In love with her, and he had been ordered to be her executioner. The gun with which the sentence was to be carried out was under his left arm. It was a formidable weapon, nearly six feet long, and with a commendable show of nice feeling he had concealed it from her when he had unlocked her cell door that morning. As it was, she for her part was frisking ponderously down the main avenue in a mood of happy unconcern. She pulled little twigs off the bare overhanging branches, overturned a wooden bench, and scattered a pile of leaves that had been swept industriously into a corner. Altogether, she was in the mahout's eyes at her most adorable; as gay and skittish as a young actress. And the act that he was about to perform seemed more like murder every moment.

At the end of the avenue he steered her into a wide gravel enclosure at the back of the lion-house. It was the slaughter-pen. Two massive wooden posts had been fixed in the ground, and there were hooks and rings for chains let into them. On the far side stood a pair of steps. Mitsou ambled amiably up to the posts and began rubbing herself against one of them. Then her quick little eyes saw the gun, and with the natural curiosity of her sex and kind she stretched forth her trunk as if to take it from him.
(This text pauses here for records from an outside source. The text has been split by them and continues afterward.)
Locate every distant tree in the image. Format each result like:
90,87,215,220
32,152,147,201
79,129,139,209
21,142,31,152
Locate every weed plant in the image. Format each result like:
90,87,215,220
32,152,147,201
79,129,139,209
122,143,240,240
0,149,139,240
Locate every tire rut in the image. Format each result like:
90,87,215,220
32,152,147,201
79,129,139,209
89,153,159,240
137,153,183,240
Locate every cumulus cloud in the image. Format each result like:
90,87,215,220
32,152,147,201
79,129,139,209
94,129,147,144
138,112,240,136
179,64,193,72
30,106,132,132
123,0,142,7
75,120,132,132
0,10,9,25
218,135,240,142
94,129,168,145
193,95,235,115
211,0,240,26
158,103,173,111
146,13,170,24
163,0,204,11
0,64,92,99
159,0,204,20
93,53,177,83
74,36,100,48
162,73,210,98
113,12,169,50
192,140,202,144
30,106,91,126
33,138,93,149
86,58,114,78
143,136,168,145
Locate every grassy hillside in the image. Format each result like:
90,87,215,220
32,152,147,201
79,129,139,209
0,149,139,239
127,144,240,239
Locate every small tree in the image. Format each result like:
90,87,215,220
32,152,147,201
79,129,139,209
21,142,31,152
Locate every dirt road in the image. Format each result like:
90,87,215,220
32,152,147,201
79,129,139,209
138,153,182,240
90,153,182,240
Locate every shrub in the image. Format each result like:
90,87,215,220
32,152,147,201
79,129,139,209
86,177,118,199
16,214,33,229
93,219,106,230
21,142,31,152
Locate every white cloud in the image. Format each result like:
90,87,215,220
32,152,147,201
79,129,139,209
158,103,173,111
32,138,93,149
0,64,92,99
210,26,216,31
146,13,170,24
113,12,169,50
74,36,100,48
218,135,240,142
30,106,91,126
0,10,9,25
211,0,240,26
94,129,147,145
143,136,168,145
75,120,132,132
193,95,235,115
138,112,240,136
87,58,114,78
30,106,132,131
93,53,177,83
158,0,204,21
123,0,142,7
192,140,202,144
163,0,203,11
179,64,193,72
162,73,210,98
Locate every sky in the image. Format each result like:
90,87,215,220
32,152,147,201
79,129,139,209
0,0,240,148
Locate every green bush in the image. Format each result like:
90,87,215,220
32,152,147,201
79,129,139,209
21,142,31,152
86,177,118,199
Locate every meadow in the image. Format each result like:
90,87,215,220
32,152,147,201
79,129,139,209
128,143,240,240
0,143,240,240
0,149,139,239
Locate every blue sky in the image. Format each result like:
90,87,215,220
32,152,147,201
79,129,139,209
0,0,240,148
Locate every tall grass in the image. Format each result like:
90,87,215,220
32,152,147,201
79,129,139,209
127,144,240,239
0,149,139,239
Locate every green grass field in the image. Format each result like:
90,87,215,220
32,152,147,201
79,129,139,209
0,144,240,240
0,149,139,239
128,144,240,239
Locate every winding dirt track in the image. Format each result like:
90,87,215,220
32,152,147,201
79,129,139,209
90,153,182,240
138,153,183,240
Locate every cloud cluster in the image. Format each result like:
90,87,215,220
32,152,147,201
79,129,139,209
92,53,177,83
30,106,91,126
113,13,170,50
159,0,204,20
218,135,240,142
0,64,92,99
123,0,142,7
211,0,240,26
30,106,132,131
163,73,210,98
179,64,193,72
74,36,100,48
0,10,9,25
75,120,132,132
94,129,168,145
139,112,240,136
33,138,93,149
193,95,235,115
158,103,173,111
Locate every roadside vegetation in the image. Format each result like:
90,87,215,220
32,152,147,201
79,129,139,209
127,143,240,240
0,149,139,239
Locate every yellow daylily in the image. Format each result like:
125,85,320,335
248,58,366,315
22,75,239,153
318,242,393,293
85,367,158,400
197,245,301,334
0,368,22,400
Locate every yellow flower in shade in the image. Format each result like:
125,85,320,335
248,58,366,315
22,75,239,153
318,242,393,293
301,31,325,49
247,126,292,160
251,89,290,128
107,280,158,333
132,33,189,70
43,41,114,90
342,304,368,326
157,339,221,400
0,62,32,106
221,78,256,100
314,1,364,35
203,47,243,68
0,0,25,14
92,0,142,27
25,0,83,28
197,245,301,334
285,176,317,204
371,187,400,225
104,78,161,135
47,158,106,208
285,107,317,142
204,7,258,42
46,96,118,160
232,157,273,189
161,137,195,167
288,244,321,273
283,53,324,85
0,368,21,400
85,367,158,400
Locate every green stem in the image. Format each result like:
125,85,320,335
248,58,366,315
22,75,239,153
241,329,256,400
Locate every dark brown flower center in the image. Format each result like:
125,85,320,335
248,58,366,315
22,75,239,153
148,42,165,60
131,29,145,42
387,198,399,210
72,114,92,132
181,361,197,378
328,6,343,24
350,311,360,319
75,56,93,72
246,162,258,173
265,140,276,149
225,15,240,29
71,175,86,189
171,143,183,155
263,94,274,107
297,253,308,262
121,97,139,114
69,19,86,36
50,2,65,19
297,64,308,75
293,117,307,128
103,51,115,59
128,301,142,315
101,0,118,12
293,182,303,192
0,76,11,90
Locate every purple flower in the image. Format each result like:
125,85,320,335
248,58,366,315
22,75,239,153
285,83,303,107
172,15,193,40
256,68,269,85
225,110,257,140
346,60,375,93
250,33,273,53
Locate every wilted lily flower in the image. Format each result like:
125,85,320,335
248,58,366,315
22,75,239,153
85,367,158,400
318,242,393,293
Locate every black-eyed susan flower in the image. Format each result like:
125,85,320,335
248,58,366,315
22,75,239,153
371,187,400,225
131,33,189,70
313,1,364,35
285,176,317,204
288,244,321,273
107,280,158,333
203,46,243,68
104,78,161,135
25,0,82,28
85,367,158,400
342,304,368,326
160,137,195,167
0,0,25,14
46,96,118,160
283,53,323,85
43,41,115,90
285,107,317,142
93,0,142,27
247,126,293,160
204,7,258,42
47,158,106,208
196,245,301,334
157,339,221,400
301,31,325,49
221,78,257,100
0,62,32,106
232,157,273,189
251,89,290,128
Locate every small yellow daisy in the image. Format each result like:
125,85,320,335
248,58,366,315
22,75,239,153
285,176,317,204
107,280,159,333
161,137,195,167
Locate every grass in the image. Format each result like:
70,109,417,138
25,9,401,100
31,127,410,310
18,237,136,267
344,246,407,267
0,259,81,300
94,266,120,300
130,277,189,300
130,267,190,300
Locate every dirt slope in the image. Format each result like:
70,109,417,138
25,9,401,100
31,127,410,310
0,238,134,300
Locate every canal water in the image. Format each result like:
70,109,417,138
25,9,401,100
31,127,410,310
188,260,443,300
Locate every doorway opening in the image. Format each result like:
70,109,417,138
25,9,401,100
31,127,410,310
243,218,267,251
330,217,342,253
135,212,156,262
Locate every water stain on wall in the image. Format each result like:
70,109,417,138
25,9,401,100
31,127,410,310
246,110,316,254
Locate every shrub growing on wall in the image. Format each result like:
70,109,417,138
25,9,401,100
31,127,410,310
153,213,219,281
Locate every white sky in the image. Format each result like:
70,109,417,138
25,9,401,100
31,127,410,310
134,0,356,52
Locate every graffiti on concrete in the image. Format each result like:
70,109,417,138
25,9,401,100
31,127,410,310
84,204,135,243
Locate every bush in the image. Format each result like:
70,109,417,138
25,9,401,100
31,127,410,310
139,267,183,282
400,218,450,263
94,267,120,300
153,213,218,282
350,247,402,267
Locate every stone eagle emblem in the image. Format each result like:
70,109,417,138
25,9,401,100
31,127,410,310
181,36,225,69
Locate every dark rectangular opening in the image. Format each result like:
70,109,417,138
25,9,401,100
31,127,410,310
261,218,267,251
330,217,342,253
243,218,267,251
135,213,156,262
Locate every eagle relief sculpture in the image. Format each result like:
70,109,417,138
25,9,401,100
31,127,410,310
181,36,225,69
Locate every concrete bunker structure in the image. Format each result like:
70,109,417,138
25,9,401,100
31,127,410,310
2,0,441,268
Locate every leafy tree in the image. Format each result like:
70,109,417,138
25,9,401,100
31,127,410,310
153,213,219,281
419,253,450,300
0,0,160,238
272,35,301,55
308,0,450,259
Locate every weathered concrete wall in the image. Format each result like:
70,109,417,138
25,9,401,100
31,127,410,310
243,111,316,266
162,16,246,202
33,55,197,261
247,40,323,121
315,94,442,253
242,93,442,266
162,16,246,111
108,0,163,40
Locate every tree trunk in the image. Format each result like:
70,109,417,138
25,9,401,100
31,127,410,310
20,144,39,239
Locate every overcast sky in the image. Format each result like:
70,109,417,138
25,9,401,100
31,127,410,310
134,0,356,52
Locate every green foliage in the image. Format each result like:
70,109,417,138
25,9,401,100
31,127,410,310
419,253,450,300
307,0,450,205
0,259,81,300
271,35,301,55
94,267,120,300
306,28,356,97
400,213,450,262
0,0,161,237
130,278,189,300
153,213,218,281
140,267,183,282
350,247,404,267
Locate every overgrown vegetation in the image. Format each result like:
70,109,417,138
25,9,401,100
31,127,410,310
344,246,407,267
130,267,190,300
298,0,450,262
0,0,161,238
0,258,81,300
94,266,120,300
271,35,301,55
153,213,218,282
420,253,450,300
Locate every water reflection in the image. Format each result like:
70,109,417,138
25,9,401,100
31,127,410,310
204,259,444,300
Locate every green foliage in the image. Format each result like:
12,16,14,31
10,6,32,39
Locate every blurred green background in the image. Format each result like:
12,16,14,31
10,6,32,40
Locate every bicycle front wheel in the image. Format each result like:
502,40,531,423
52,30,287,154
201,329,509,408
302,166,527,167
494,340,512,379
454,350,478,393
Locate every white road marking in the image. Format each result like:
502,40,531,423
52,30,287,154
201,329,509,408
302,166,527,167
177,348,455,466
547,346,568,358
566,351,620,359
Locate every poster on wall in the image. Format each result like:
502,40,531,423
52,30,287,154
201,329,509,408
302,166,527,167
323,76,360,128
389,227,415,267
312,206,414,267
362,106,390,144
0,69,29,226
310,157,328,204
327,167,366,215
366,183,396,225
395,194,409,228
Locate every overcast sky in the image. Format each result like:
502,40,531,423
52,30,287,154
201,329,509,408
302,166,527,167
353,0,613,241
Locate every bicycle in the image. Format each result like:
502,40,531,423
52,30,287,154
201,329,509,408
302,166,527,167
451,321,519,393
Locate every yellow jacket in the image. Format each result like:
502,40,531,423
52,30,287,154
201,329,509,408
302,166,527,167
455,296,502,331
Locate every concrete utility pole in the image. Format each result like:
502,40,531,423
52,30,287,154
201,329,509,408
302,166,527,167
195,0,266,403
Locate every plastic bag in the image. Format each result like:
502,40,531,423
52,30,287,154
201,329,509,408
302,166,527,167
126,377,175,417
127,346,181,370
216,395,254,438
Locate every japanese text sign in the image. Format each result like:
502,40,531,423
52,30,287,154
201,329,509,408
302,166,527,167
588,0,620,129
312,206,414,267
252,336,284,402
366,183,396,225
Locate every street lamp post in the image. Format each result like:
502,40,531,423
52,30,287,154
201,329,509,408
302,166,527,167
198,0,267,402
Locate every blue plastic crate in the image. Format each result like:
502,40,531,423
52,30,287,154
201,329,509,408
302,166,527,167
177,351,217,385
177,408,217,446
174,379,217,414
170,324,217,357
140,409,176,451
The mahout stepped back and put it down well out of her reach. Then he came back to the execution block. He told the elephant to kneel and she did so with the easy grace of long training; in this attitude she had the appearance of a house that has collapsed suddenly into its front area. He went round behind and began gently prodding her in the back of the knees with his spike. She took the hint as prettily as before, and folded herself up like a kitten.